Patients who came from Oromia region and Addis Ababa city presented relatively with early stage than patients who came from Amhara region. This disparity will be as TASH is the only oncology center in Ethiopia and very far from Amhara region and relatively nearest to Addis Ababa and Oromia regions. As a result, patients in far area could get different problems to seek oncological treatment like transportation costs and treatment costs. This is supported by different literatures conducted in different countries [24, 25].

Residency was another contributing factor of late-stage presentation of cervical cancer patient. Patients who live in the rural area presented with more late stage than those who live in the urban area in this study. This result is in agreement with different studies [26, 27]. This might be due to patients who live from urban area can get different information about the symptoms and signs of cervical cancer as compared to rural dwellers.

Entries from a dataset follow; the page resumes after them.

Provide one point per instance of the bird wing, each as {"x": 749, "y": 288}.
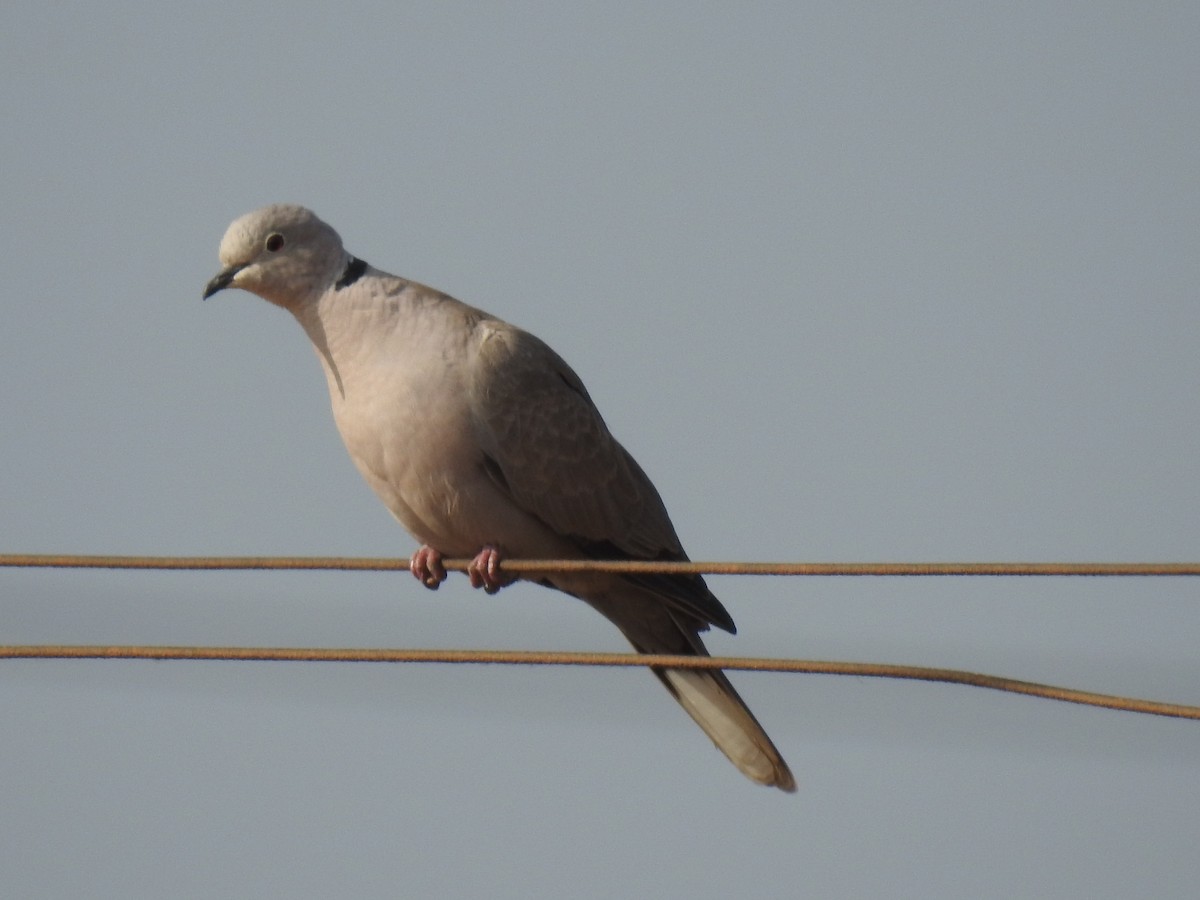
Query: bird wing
{"x": 547, "y": 447}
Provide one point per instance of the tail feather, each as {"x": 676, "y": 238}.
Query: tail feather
{"x": 709, "y": 699}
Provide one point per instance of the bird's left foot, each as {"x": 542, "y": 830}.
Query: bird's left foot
{"x": 485, "y": 570}
{"x": 426, "y": 567}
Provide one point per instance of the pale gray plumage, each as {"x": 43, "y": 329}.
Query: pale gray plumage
{"x": 477, "y": 435}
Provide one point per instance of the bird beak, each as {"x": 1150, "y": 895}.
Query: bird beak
{"x": 223, "y": 279}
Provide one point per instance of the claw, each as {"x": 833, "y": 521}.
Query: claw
{"x": 426, "y": 567}
{"x": 485, "y": 570}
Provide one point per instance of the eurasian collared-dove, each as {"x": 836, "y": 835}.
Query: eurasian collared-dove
{"x": 483, "y": 442}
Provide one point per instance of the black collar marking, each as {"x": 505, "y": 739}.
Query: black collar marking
{"x": 354, "y": 270}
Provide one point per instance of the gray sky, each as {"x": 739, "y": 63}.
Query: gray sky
{"x": 852, "y": 283}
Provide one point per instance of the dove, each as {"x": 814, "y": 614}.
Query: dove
{"x": 485, "y": 444}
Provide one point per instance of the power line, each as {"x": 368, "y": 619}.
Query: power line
{"x": 529, "y": 567}
{"x": 552, "y": 658}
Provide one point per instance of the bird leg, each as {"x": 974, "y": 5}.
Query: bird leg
{"x": 485, "y": 570}
{"x": 426, "y": 567}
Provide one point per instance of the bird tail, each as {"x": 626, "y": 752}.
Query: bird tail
{"x": 709, "y": 699}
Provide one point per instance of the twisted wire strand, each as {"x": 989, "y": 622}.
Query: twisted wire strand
{"x": 529, "y": 567}
{"x": 562, "y": 658}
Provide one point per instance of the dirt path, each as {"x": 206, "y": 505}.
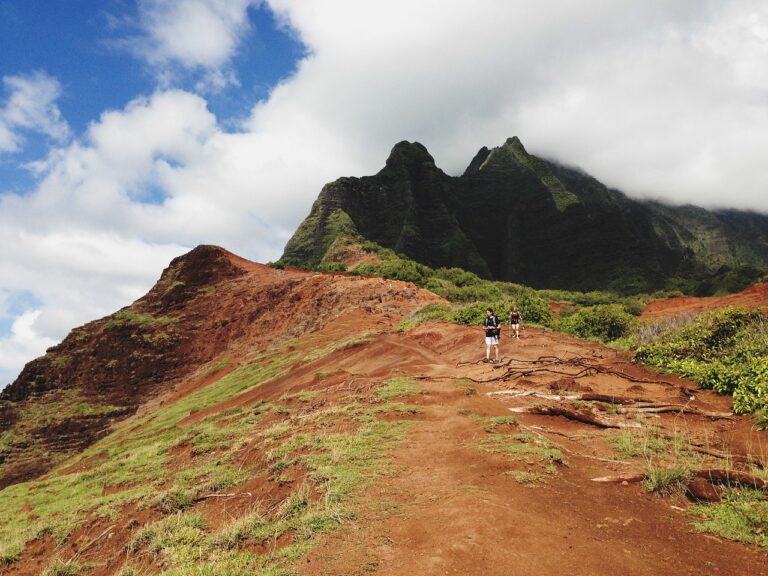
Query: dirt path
{"x": 755, "y": 296}
{"x": 454, "y": 509}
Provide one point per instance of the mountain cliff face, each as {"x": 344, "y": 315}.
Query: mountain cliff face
{"x": 512, "y": 216}
{"x": 207, "y": 305}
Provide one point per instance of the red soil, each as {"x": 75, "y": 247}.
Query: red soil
{"x": 451, "y": 508}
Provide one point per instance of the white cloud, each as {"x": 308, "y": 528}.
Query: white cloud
{"x": 24, "y": 343}
{"x": 30, "y": 106}
{"x": 658, "y": 98}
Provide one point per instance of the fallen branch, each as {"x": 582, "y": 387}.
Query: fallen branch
{"x": 625, "y": 403}
{"x": 586, "y": 418}
{"x": 230, "y": 495}
{"x": 677, "y": 408}
{"x": 713, "y": 476}
{"x": 620, "y": 478}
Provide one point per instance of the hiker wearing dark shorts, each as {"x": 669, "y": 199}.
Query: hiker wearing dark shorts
{"x": 514, "y": 322}
{"x": 492, "y": 333}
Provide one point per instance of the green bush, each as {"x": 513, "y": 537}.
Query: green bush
{"x": 331, "y": 267}
{"x": 533, "y": 308}
{"x": 606, "y": 322}
{"x": 458, "y": 276}
{"x": 726, "y": 351}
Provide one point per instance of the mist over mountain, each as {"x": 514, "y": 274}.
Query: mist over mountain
{"x": 513, "y": 216}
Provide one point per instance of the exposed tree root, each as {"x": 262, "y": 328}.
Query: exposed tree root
{"x": 625, "y": 405}
{"x": 619, "y": 478}
{"x": 584, "y": 417}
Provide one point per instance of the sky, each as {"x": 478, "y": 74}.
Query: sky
{"x": 133, "y": 130}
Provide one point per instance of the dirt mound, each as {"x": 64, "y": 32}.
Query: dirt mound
{"x": 486, "y": 482}
{"x": 298, "y": 430}
{"x": 207, "y": 303}
{"x": 755, "y": 296}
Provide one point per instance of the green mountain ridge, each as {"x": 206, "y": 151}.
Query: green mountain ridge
{"x": 513, "y": 216}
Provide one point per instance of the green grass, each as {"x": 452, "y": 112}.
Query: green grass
{"x": 647, "y": 442}
{"x": 492, "y": 423}
{"x": 338, "y": 466}
{"x": 530, "y": 479}
{"x": 397, "y": 387}
{"x": 525, "y": 447}
{"x": 742, "y": 515}
{"x": 667, "y": 480}
{"x": 61, "y": 568}
{"x": 137, "y": 459}
{"x": 726, "y": 351}
{"x": 129, "y": 317}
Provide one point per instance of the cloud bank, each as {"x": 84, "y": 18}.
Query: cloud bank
{"x": 663, "y": 99}
{"x": 30, "y": 107}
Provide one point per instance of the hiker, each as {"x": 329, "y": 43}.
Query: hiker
{"x": 514, "y": 322}
{"x": 492, "y": 333}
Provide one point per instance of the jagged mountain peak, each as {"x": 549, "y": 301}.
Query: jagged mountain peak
{"x": 517, "y": 217}
{"x": 410, "y": 156}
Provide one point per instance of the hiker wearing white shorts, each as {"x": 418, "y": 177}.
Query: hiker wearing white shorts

Cervical cancer patients with advanced age (≥ 60 years) presented with more late stage than those patients with age < 30 years. This is supported by other researchers conducted in different settings [28, 29]. This might be due to older women tend to believe that they are less vulnerable to cervical cancer and would not screen early. Another reason may be also due to older women are not seeking obstetrics and gynecology services in the post-menopausal years particularly women in rural areas where health care services are not readily accessible [30].

Limitations

Even though this study involved relatively large sample size, establishment of a causal relationship could not be possible since it is cross sectional study. In addition, the study was conducted in one setting which couldn’t represent the whole areas of the country. Finally, the information was not recorded for the purpose of research that caused many chars with incomplete information.

Conclusion

The study revealed that the prevalence of late-stage cervical cancer presentation is high. late-stage presentation was significantly affected by anemic status of the patients, region where the patients came from, rural residency and advanced age. It is better to give special attention to patients with anemia, advanced age, rural dwellers and those who come from remote areas. Besides, cervical cancer education could be expanded to the rural dwellers, better to increase cancer treatment centers in all regions of the country.